満月を背にして桜吹雪の中に立っていた姿を思い出し、咲良は胸がギュウギュウするのを止められない。
「はっ、反則でございまする…。
こんな、……っ、はうう…」
自分の姿がどうとか悩んでいた事すら忘れてしまいそうになる。
そんな咲良の髪を一筋手に取り、守弥が微笑む。
「驚いたな。
隠し玉がいくつあるんだ?」
「ふえ…?」
「半年後が楽しみだ」
「………?………っ、………っ!………っ!」
ボッフウ!
顔から蒸気が噴き出してしまいそうで。
半年後…、咲良の誕生日に籍を入れると守弥は言っていた。
簡単な式をする、とも…。
「え、あ、はわ…っ」
「誰もお前をくねくねしてるとか思わないし、色合いがおかしいとか思わない。
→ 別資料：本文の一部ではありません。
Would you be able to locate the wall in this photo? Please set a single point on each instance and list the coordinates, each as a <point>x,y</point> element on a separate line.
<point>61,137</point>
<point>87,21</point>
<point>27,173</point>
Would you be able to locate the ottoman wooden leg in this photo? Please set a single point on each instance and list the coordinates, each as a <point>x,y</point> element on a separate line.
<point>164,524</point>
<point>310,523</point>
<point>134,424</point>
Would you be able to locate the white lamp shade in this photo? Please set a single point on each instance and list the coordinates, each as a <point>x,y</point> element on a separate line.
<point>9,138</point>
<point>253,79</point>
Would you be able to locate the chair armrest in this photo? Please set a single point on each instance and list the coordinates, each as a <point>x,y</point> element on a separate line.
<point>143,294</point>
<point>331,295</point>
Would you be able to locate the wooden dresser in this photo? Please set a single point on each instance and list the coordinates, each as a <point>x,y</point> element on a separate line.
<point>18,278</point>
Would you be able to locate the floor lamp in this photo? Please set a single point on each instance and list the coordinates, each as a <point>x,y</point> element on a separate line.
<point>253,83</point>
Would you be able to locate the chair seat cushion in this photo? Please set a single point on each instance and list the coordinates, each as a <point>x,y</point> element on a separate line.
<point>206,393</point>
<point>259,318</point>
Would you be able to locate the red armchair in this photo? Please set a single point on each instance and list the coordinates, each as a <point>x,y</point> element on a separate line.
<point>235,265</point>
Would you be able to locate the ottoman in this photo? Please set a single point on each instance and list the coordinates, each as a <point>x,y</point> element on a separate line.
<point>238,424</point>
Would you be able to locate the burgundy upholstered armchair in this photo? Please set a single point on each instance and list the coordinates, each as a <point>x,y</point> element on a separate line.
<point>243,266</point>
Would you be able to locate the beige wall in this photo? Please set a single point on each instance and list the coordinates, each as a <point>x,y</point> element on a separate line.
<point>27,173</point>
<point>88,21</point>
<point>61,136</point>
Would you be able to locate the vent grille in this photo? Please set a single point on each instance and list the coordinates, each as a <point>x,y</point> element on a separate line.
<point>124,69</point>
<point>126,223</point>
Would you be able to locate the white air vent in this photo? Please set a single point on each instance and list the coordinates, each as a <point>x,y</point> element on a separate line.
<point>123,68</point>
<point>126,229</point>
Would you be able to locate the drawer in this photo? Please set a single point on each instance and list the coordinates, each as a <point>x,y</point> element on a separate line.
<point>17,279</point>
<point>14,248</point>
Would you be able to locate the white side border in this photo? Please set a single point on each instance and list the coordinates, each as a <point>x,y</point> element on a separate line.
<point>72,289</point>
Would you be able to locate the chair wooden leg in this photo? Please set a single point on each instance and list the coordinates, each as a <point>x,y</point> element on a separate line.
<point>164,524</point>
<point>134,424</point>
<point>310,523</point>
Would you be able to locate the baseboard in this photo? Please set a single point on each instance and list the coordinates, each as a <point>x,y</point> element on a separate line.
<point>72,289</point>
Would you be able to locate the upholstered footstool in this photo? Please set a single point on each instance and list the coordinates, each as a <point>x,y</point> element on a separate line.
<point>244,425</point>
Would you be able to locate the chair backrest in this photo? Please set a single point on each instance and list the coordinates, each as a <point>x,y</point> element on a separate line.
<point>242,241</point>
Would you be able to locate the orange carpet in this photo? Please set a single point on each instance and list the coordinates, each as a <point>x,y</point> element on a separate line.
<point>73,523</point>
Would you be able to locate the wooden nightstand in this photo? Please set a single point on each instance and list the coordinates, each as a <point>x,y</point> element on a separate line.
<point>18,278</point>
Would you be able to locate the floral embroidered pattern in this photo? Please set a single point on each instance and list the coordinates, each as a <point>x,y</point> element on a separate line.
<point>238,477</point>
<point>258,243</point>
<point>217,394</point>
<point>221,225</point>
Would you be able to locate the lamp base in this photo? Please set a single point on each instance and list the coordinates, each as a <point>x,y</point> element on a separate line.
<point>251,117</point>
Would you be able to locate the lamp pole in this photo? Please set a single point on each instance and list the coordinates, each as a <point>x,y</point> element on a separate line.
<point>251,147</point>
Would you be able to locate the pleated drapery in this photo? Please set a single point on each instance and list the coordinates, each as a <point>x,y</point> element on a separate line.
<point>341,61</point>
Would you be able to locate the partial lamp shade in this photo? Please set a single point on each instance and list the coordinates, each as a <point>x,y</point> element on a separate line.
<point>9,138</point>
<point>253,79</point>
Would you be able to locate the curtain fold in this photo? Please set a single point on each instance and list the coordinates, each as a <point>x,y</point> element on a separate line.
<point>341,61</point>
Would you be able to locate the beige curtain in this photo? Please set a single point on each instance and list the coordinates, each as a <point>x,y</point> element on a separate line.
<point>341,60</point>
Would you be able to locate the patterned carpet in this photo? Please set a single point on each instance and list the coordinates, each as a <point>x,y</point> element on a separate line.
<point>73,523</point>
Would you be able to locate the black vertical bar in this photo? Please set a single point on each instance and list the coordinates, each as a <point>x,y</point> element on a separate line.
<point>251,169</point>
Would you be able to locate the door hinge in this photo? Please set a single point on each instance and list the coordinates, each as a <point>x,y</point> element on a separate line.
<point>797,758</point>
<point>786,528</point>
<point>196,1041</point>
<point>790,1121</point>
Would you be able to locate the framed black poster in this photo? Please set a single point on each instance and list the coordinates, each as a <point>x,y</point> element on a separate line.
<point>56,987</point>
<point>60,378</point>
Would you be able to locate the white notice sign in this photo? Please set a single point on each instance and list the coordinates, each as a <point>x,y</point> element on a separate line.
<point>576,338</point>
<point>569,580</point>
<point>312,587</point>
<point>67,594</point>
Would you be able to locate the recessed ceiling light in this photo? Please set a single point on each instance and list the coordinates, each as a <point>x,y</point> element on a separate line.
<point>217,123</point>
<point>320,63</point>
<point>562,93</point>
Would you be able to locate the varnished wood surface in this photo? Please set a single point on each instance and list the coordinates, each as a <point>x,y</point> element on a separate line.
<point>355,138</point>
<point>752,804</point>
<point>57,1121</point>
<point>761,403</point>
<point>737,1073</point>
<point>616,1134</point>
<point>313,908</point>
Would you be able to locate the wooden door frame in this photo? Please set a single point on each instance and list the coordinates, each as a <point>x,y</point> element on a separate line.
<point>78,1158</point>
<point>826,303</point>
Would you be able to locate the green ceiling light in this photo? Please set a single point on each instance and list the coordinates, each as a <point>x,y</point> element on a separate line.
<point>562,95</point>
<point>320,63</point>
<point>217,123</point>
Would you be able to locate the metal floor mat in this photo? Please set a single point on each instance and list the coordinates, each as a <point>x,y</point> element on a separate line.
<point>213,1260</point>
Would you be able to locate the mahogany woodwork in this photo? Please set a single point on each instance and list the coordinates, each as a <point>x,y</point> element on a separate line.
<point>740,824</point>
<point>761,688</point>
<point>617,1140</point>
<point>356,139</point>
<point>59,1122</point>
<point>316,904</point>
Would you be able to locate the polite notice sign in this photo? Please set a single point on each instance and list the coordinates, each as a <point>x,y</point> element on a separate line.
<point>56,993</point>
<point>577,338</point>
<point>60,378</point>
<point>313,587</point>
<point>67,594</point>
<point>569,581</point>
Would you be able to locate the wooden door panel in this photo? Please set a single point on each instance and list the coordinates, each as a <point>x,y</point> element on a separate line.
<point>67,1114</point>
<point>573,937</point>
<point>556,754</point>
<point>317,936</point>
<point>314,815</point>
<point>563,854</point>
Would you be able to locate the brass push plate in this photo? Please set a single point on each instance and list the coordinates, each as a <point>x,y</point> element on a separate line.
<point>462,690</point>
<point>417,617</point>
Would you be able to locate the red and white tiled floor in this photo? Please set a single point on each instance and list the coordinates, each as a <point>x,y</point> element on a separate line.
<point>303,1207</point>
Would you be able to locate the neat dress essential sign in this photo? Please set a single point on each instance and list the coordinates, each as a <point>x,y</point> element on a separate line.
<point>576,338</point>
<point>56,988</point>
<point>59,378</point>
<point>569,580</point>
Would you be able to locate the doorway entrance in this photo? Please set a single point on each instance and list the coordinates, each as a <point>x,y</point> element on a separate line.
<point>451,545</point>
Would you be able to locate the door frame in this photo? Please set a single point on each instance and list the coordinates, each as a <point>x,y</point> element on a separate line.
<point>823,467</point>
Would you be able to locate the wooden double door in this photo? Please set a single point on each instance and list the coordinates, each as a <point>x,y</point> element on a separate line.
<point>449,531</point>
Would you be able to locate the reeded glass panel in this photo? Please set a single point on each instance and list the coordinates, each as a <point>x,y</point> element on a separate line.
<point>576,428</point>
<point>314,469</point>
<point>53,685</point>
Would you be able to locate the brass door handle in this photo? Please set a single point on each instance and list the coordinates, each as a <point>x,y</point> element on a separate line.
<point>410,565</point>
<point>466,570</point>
大丈夫だ、安心しろ」
「にあ…っ」
額と額を合わせて目を細める。
「分家の奴等が何か余計なことを言ったら、ちゃんとキッチリどつき回してやる。
お前は俺の大事な対だからな。何も心配いらない」
「守弥さま…?」
「不安がひとつもないくらいに練習したんだ。
俺たちの舞いで黙らせてやればいい」
「………は、はいっ」
「じゃ、いこうか」
舞台への幕が引かれる。
「おばあ様、いって参ります」
「ん。思う存分舞っておいで」
「はいっ」
守弥に手を引かれ、咲良は舞台へ踏み出した。